Efficient attention implementation for long sequences

What is the correct way to implement attention for long sequences in pytorch ?

I have the following model, called CRNN:

[Several convolutions]

(*) the input to the RNNs is not passed as hidden state, but it it instead fed directly
to the RNN, the hidden sate is set to zero at the beginning.

The goal of the model is extract text from an image.

I would like to add an attention mechanism to the model between RNN1 and RNN2 I have tried several approaches but none of the seems to work: the sequences are large, so the approaches found no the web (which are mainly focused on translation) either cause to a big slow down in the training process or make the program crash with an out of memory error from the graphics card.

Approach 1

First I based the code on several articles:

It is not a “copy and paste” but the implementation Idea is the same - go over the sequence in a for loop and apply attention on each iteration.

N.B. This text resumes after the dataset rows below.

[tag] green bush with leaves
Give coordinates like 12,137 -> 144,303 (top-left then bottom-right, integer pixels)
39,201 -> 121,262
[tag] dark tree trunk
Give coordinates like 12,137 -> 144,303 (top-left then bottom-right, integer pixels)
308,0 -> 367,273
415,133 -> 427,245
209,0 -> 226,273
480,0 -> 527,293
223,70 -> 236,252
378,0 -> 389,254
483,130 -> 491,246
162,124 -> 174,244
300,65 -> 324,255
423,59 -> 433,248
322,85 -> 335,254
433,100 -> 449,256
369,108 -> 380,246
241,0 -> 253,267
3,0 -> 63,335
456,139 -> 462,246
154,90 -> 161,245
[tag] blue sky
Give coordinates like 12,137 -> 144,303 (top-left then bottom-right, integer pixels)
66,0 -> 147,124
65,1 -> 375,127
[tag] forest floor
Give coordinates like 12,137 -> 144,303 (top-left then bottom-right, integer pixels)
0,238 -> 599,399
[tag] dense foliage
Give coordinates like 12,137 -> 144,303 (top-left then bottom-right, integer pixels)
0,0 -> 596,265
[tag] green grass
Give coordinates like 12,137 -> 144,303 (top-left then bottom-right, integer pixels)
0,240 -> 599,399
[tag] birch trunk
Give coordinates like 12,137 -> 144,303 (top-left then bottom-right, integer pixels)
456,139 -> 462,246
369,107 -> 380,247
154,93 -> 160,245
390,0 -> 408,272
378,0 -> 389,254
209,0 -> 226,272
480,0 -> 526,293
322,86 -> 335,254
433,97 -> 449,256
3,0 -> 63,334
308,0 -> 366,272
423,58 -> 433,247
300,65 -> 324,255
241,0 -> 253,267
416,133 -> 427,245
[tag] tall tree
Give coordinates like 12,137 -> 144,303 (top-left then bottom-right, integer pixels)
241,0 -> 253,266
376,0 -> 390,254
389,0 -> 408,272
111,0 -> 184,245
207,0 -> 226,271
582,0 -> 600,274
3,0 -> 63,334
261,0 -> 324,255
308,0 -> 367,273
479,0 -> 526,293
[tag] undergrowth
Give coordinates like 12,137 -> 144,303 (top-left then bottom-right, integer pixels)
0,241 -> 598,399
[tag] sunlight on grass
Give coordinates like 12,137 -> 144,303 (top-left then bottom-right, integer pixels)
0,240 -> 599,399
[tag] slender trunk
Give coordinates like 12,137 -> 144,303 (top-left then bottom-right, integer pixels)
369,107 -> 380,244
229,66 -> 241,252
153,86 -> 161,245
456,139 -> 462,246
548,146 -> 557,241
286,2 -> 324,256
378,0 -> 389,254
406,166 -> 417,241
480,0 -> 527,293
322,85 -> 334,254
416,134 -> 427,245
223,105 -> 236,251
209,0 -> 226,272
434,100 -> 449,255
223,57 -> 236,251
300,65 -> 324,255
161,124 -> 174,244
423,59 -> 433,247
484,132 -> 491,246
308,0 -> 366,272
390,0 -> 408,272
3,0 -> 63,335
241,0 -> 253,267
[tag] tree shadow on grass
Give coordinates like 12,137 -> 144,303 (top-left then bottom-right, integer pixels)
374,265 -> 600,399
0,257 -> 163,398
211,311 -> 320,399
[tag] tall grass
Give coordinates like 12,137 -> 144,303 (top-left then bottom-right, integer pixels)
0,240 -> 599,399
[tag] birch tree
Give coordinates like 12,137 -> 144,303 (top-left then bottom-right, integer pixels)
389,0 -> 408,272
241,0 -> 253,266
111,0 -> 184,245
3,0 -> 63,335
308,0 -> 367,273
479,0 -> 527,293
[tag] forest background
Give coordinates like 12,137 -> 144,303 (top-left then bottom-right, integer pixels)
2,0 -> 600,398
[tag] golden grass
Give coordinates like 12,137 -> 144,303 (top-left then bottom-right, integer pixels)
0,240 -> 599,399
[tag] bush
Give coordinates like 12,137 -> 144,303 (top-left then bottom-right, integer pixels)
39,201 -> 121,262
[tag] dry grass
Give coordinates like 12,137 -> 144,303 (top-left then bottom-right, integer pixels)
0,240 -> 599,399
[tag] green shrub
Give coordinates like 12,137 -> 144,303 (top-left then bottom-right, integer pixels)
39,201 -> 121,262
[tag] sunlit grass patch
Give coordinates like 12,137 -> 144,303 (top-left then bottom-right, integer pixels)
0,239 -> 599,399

This solution is not working since the sequences are pretty big, usually the sequence length amounts to 800

class Attention(nn.Module):
    def __init__(self, dim):
        self.linear = nn.Linear(dim*2, dim, bias=False)
    def forward(self, x, context):
        assert x.size(0) == context.size(0), \
            f' x: {x.size()} ctx : {context.size()} I' # x: batch x dim
        assert x.size(1) == context.size(2), \
            f' x: {x.size()} ctx : {context.size()} II' # context: batch x seq x dim
        attn = F.softmax(
                x.unsqueeze(2) # bsz x dim x 1
            )                  # bsz x seq x 1
            .squeeze(2)        # bsz x seq
            , dim = 1)
        weighted_context = attn.unsqueeze(1) # bsz x 1 x seq 
        weighted_context = weighted_context.bmm(context)             # bsz x 1 x dim
        weighted_context = weighted_context.squeeze(1)               # bsz x dim
        o = self.linear(torch.cat((x, weighted_context), 1))
        return F.tanh(o)

class AttnLSTM(nn.Module):

    def __init__(self, d_inp, d_hidden):
        #self.rnn = nn.LSTM(d_inp, d_hidden)
        self.rnn = nn.GRU(d_inp, d_hidden)
        self.d_hidden = d_hidden
        self.attn = Attention(d_hidden)

    def init_hidden(self, bsz):
        cuda = True
        tt = torch.cuda if cuda else torch  # use cuda tensor or not
        if isinstance(self.rnn, nn.LSTM):
            # create initial hidden state and initial cell state
            h = Variable(tt.FloatTensor(1, bsz, self.d_hidden).zero_())
            c = Variable(tt.FloatTensor(1, bsz, self.d_hidden).zero_())
            return (h, c)
        else: # GRU
            h = Variable(tt.FloatTensor(1, bsz, self.d_hidden).zero_())
            return h

    def forward(self, xs, context):
        # xs ~ seq x batch x dim
        o = []
        hidden = self.init_hidden(xs.size(1))
        for x in xs:
            res, hidden = self.rnn(x.unsqueeze(0), hidden)
            o.append(self.attn(res.squeeze(0), context))
        return torch.stack(o, 0)
class AttentionLSTMSlow(nn.Module):
    def __init__(self, nin, nh, nout):
        self.rnn1 = nn.LSTM(nin, nh, True)
        self.rnn2 = AttnLSTM(nh*2, nh*2)
        self.fc2 = nn.Linear(nh*2, nout)
    def forward(self, inp):
        rnn1, _ = self.rnn1(inp, hidden)
        rnn2 = self.rnn2(rnn1, context=rnn1.transpose(0, 1))
        return self.fc2(rnn2)

Approach 2.1

I tried to implement attention using matrix BLAS matrix operations but it
crashed with an out of memory error, which I suppose, is caused by autograd trying to
pass gradients through the scores variable

class AttentionLSTM3(nn.Module):
    def __init__(self, nin, nh, nout):
        self.rnn1 = nn.LSTM(nin, nh, True)
        self.rnn2 = nn.LSTM(nh*2, nh, True)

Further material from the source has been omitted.